When your doctor performs your first blood test, they will test to find out your blood type and rhesus (Rh) factor. There are four different blood types – A, B, AB, and O – and each blood type has different proteins on the surface of the red blood cells. Each blood type is also classified depending on the presence of another protein on the surface of the blood cells that indicates the Rh factor. If you are a carrier of this protein, you are Rh positive. If the protein is not present, you are Rh negative.
About 85% of people are Rh positive. However, if a woman is Rh negative and is pregnant with the child of a man who is Rh positive, the result may be Rh incompatibility. The baby could have Rh positive blood, inherited from their father, inside the Rh negative mother. This is the case in about 50% of children born to Rh negative mothers and Rh negative mothers.
Why would this present a problem? Our bodies are programmed to produce antibodies that attack foreign cells in our body. An Rh negative mother’s body could mistakenly identify a Rh positive baby as an unwanted intruder. Her antibodies would attack the baby’s red blood cells, causing them to swell and rupture. This condition is known as hemolytic or Rh disease, and causes dangerously low levels of red blood cells in the baby.
Rh incompatibility is not an issue during first pregnancies. However, once the Rh negative mother’s blood has intermingled with Rh positive blood, during a previous delivery, miscarriage, abortion, ectopic pregnancy or blood transfusion, she will start to produce the antibodies that could attack a future pregnancy.
Thankfully, medical advances have made Rh incompatibility a treatable condition.
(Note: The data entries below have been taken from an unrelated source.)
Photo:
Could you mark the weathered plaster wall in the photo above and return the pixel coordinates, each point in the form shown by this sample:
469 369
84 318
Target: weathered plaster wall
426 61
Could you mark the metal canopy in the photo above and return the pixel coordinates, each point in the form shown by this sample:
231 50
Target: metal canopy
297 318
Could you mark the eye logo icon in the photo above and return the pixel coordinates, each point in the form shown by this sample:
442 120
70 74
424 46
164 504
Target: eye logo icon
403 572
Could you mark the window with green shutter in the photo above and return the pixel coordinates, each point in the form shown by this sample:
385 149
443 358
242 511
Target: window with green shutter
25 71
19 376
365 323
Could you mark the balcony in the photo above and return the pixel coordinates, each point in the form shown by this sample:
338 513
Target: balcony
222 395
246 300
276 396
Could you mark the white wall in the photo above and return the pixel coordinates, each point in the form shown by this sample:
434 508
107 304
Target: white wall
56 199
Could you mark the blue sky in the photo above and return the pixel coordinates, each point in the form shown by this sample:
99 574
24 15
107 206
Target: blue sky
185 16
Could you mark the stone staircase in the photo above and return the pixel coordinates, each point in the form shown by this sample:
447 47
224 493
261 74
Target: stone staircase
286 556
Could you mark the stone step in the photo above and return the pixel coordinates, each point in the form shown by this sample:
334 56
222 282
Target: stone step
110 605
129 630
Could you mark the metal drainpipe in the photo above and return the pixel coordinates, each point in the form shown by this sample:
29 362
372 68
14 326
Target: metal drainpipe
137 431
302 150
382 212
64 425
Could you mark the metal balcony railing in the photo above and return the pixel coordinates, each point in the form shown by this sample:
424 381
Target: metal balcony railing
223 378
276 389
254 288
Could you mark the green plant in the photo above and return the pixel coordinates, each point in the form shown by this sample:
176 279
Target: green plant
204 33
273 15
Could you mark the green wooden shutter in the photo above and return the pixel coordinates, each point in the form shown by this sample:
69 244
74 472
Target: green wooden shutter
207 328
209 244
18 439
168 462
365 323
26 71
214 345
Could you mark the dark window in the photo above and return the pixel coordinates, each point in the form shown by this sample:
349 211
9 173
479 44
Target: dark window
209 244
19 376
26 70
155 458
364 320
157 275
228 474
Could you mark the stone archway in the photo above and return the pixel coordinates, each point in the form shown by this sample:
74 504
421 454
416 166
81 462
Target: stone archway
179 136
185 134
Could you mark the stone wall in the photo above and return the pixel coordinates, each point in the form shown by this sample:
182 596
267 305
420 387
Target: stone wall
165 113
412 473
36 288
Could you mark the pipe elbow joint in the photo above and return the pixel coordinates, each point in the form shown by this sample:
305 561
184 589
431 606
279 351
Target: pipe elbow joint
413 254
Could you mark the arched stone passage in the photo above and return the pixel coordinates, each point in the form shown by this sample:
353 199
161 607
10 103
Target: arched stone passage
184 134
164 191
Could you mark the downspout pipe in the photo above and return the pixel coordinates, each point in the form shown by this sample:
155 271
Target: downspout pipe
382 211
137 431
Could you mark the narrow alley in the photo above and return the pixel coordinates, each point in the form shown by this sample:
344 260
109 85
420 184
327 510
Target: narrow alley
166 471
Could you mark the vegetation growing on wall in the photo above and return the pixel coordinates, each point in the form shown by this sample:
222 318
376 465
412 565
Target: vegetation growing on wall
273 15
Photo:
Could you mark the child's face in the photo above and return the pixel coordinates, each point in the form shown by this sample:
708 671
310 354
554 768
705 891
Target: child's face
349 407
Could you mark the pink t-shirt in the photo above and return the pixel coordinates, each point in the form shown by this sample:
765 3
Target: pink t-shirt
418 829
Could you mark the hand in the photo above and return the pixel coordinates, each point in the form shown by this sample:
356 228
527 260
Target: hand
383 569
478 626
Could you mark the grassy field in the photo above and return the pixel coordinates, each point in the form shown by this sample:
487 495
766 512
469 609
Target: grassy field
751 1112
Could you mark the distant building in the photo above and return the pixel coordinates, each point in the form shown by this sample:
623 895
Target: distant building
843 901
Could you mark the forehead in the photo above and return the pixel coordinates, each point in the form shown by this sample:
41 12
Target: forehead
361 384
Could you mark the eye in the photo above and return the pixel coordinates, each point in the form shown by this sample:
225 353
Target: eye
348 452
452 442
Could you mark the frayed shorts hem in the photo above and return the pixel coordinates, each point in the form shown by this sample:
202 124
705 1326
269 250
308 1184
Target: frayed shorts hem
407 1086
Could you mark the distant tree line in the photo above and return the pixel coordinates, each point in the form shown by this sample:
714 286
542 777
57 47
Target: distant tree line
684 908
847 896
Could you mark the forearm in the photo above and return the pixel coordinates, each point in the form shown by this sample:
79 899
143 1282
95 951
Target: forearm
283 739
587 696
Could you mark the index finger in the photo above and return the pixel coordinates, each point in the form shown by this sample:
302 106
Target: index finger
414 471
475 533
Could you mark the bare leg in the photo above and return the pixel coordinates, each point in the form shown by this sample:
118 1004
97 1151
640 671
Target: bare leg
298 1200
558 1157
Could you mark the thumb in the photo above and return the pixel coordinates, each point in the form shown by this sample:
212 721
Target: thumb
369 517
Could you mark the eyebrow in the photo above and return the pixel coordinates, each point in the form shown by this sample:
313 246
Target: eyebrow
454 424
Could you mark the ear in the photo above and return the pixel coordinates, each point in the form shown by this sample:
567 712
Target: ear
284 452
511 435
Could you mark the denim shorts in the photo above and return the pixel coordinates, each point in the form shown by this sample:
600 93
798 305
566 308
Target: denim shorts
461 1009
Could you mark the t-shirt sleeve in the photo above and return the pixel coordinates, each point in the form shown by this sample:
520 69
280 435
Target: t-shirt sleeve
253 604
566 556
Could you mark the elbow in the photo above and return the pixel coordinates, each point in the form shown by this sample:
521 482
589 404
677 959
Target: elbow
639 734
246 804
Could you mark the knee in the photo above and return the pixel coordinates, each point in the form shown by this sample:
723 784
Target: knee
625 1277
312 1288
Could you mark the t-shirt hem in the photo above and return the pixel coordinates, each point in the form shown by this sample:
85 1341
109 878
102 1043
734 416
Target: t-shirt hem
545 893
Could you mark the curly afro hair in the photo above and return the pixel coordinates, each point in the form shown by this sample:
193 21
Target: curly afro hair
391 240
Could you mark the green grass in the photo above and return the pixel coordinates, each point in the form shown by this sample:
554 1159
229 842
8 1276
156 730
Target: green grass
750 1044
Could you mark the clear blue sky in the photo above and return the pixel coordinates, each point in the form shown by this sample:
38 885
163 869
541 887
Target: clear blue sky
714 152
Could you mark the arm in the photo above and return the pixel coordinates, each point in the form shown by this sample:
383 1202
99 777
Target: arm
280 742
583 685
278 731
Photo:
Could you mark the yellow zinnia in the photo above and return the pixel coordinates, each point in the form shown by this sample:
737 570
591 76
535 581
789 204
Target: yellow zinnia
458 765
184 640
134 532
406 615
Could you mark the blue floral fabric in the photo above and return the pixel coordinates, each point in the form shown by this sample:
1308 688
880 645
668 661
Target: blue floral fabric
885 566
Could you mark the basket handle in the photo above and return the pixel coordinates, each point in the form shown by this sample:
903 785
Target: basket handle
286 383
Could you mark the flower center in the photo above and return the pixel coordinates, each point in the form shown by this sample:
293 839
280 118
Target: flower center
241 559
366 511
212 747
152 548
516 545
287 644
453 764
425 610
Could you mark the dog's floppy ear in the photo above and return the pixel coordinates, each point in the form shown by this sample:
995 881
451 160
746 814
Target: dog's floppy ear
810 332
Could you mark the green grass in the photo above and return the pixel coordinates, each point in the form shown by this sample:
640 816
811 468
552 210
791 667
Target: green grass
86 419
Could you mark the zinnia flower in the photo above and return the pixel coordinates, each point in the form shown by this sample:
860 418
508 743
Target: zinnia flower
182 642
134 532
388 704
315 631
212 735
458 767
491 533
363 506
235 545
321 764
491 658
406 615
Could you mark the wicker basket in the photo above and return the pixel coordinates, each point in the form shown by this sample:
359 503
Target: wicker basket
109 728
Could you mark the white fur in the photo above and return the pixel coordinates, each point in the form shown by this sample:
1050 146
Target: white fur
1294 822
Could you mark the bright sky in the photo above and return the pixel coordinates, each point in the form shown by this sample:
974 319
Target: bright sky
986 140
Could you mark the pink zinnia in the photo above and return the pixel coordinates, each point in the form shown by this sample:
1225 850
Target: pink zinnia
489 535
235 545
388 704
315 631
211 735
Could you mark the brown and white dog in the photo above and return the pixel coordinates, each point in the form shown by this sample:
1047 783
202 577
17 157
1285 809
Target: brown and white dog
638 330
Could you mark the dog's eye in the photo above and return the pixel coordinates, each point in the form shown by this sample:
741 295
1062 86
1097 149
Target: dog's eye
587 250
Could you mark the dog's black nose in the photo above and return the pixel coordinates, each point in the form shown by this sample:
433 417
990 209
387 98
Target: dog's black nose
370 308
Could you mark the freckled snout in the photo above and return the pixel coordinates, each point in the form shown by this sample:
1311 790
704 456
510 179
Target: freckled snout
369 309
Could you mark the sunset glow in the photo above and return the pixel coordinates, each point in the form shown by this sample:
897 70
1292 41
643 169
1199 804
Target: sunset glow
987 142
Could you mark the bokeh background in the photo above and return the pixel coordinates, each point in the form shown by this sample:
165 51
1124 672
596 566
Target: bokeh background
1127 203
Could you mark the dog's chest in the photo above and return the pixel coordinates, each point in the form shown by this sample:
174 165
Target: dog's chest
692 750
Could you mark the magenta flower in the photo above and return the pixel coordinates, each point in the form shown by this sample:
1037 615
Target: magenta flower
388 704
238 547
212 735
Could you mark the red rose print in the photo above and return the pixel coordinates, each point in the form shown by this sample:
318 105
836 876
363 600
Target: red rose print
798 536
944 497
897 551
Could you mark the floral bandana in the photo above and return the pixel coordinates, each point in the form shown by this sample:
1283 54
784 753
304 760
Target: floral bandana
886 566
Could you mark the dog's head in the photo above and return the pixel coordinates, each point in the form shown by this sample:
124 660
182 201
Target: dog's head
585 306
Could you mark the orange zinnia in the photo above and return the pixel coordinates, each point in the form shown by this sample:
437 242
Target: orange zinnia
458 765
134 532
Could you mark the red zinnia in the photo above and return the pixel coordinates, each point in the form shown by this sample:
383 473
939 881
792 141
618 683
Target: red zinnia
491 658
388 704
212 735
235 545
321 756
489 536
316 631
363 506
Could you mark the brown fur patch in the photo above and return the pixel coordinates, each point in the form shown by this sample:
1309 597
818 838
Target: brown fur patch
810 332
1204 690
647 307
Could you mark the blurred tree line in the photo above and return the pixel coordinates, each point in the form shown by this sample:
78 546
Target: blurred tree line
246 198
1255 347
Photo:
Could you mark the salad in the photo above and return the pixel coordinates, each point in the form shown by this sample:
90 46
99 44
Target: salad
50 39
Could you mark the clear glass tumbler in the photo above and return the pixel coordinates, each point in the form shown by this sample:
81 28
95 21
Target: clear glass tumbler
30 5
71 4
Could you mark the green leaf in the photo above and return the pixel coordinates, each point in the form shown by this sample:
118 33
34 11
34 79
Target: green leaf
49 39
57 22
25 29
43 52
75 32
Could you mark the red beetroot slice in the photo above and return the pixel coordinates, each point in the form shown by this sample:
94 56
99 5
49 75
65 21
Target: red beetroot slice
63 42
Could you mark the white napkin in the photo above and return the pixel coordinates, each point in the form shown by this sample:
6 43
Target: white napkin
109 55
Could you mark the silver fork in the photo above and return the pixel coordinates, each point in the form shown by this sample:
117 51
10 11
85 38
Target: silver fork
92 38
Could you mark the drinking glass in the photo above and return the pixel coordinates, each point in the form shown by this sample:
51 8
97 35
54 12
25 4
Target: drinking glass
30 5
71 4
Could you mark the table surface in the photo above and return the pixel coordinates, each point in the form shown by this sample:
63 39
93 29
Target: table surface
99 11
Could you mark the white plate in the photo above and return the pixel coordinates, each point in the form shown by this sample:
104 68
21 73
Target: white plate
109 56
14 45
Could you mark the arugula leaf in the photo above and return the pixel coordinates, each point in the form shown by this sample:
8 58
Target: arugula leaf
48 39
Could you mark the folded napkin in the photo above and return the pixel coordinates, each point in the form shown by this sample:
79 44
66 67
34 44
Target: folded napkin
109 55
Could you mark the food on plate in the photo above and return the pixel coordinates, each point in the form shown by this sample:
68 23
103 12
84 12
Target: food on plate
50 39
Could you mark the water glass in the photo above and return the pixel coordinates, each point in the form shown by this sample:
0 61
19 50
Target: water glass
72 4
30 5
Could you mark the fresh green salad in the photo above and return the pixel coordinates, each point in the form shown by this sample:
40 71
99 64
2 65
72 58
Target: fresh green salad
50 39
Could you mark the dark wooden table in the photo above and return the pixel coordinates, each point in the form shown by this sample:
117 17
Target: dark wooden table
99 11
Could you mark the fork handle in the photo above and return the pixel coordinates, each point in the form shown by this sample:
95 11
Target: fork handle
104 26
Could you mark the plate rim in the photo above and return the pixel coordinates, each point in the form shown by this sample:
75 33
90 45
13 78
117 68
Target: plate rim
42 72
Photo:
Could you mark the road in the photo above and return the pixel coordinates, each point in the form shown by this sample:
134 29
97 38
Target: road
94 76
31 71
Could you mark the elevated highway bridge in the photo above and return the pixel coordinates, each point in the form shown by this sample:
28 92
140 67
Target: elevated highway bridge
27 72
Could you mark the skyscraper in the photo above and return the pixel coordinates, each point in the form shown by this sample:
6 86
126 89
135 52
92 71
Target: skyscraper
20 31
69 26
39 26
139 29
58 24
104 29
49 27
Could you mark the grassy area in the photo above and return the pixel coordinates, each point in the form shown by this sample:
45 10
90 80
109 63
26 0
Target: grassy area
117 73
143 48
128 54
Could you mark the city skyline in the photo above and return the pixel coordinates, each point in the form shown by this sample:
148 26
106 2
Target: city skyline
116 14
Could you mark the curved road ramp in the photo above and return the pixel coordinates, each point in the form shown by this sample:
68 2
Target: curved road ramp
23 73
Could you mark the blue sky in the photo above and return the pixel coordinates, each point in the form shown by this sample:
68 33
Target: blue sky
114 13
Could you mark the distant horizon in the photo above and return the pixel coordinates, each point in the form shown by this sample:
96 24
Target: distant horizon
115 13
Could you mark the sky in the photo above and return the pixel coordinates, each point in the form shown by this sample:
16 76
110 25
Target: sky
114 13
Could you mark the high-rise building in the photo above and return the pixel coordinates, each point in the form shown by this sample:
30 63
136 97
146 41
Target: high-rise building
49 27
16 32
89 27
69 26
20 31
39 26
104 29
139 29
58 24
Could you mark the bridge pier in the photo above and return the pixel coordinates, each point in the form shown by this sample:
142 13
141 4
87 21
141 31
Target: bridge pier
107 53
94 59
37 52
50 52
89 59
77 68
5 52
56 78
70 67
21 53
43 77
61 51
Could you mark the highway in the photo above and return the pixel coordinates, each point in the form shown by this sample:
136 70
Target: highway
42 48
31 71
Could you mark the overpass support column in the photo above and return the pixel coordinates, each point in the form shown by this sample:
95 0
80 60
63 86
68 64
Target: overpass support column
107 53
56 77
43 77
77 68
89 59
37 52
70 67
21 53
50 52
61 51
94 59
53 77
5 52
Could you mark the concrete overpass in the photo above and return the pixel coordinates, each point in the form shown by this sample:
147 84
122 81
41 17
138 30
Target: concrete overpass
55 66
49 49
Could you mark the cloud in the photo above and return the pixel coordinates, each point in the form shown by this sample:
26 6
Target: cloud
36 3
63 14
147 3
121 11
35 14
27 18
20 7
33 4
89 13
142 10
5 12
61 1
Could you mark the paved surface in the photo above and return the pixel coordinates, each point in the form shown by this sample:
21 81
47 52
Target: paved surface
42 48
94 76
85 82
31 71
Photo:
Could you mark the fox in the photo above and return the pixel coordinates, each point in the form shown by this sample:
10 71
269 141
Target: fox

When a woman with the potential for Rh compatibility becomes pregnant, she will be given a series of two Rh immune-globulin shots. The first shot is given around the 28th week of pregnancy. The second shot is given within 72 hours after giving birth. Rh immune-globulin is like a vaccine that prevents the mother’s body from producing the harmful antibodies that could cause a problem for the baby.
If the doctor determines that you have already produced these antibodies, there are options depending on the severity of the condition. The baby will be closely monitored to ensure that their red blood cell count does not reach a dangerous level. As a last resort, a series of special blood transfusions can be performed either immediately after birth or in utero. However, the Rh immune-globulin shots are so effective that these transfusions are necessary is less than 1% of Rh disease cases.